Google has launched a grammar correction feature that will come directly built into the Gboard on Pixel 6. The tech giant said that this feature would detect and suggest corrections for grammatical errors while the user is typing. At the moment, this feature will work on rectifying English sentences, but Google has plans to expand to more languages soon. Previously, Google had made improvements to correct language errors in Google Docs by using Neural Grammar Correction in Docs.
Google AI has been introducing different innovations using neural networks and machine learning recently. It released a new method called Task Affinity Groupings (TAG) that tells you which tasks should be trained together in multi-task neural networks. It also came out with a new differentially private clustering algorithm that generates new representative data points privately.
Sign up for your weekly dose of what's up in emerging technology.
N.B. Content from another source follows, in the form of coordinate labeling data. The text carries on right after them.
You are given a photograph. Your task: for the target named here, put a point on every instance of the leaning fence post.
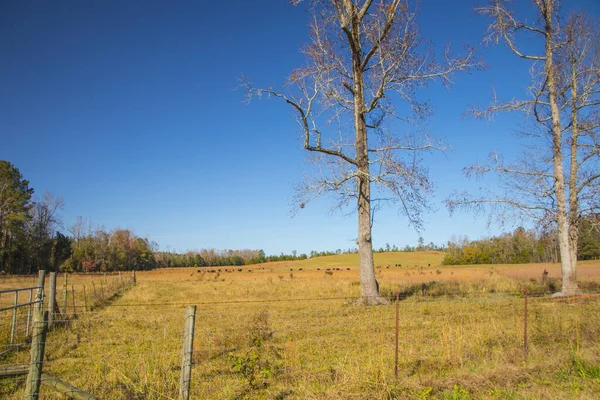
(14, 321)
(188, 348)
(39, 297)
(102, 290)
(73, 298)
(95, 294)
(32, 387)
(29, 313)
(51, 300)
(84, 299)
(65, 294)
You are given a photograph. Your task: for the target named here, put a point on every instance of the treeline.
(216, 258)
(119, 250)
(30, 240)
(522, 246)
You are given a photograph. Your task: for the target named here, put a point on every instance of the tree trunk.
(569, 284)
(573, 199)
(369, 287)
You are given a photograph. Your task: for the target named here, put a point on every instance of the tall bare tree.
(552, 180)
(365, 57)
Google trained a sequence-to-sequence neural network to take an input sentence or a sentence prefix) and output the grammatically correct version. If the original text is already grammatically correct, the output of the model is identical to its input which shows that no corrections are needed.
What does the model use?
Transformer encoder: It is a neural network architecture based on a self-attention mechanism. Though recurrent neural networks (RNNs) have been the common network architecture for translation, processing language sequentially, they conduct multiple steps to make decisions that depend on words far away from each other. Due to its sequential nature, it makes it difficult to take advantage of fast computing devices.
Transformer, on the other hand, performs a small, constant number of steps that are selected empirically. During each step, it applies a self-attention mechanism that directly models relationships between all words in a sentence, regardless of their respective position.
LSTM decoder: Long short-term memory (LSTM) is a recurrent neural network architecture with feedback connections with the capability of processing entire sequences of data. LSTM units usually consist of a cell, an input gate, an output gate, and a forget gate. It finds applications in unsegmented connected handwriting recognition, speech recognition, etc.
Image: Google (Overview of the grammatical error correction (GEC) model architecture)
Google used techniques such as shared embedding, factorized embedding and quantization to solve the problem of limited memory and computational power.
Reducing file size
- Shared embedding
Some of the model weights are shared between the Transformer encoder and the LSTM decoder. This leads to a reduction in model file size without impacting accuracy.
The model splits a sentence into a sequence of predefined tokens, which is needed to achieve good quality. But this increases the model size. A factorized embedding separates the size of the hidden layers from the size of the vocabulary embedding.
Google performs post-training quantization allowing it to store each 32-bit floating-point weight using only 8-bits. Each weight is stored with lower fidelity, but the quality of the model is not affected.
Google needed training data in the form of <original, corrected> text pairs and found hard distillation to generate training data better matched to the on-device domain yields.
How does hard distillation work?
- Google collected hundreds of millions of English sentences from across the public web.
- Used the cloud-based grammar model to generate grammar corrections for those sentences
- The training dataset of <original, corrected> sentence pairs is used to train a smaller on-device model that can correct full sentences.
Google found out that the on-device model built from this training dataset produces significantly higher quality suggestions than a similar-sized on-device model built on the original data used to train the cloud-based model.
Even before training the model from the data, the model has to be able to handle sentence prefixes. It is even more needed in messaging apps, where the user often omits the final period in a sentence and presses the send button as soon as they finish typing. Google used heuristics to solve this issue. This means that if a given sentence prefix can be completed to form a grammatically correct sentence, it is considered grammatically correct and incorrect, if not.
It created a second dataset suitable for training a large cloud-based model with a focus on sentence prefixes. By the heuristic previously mentioned, Google generated data by using the <original, corrected> sentence pairs from the cloud-based model’s training dataset and randomly sampling aligned prefixes from them.
- Then, it autocompletes each original prefix to a full sentence using a neural language model.
- If a full-sentence grammar model finds no errors in the full sentence, that means there is at least one possible way to complete this original prefix without making any grammatical errors. Then, the original prefix to be correct and output <original prefix, original prefix> is taken as a training example. Else, <original prefix, corrected prefix> is the output.
- The training data is used to train a large cloud-based model that can correct sentence prefixes, then uses that model for hard distillation, generating new <original, corrected> sentence prefix pairs that are better matched to the on-device domain.
- By combining the new sentence prefix pairs with the full sentence pairs, the final training data for the on-device model is built. It has the capability of correcting both full sentences as well as sentence prefixes.
Image: Google (Training data for the on-device model is generated from cloud-based models)
What happens when the user types?
When the mobile user has typed more than three words, Gboard sends a request to the on-device grammar model. Google underlines the grammar mistakes and provides replacement suggestions. As the model outputs only corrected sentences, the mistakes need to be changed into replacement suggestions.
Google syncs the original sentence and the corrected sentence by minimizing the Levenshtein distance. This is the number of edits that are needed to transform the original sentence to the corrected sentence. In the end, the method transforms the insertion edits and deletion edits to be replacement edits.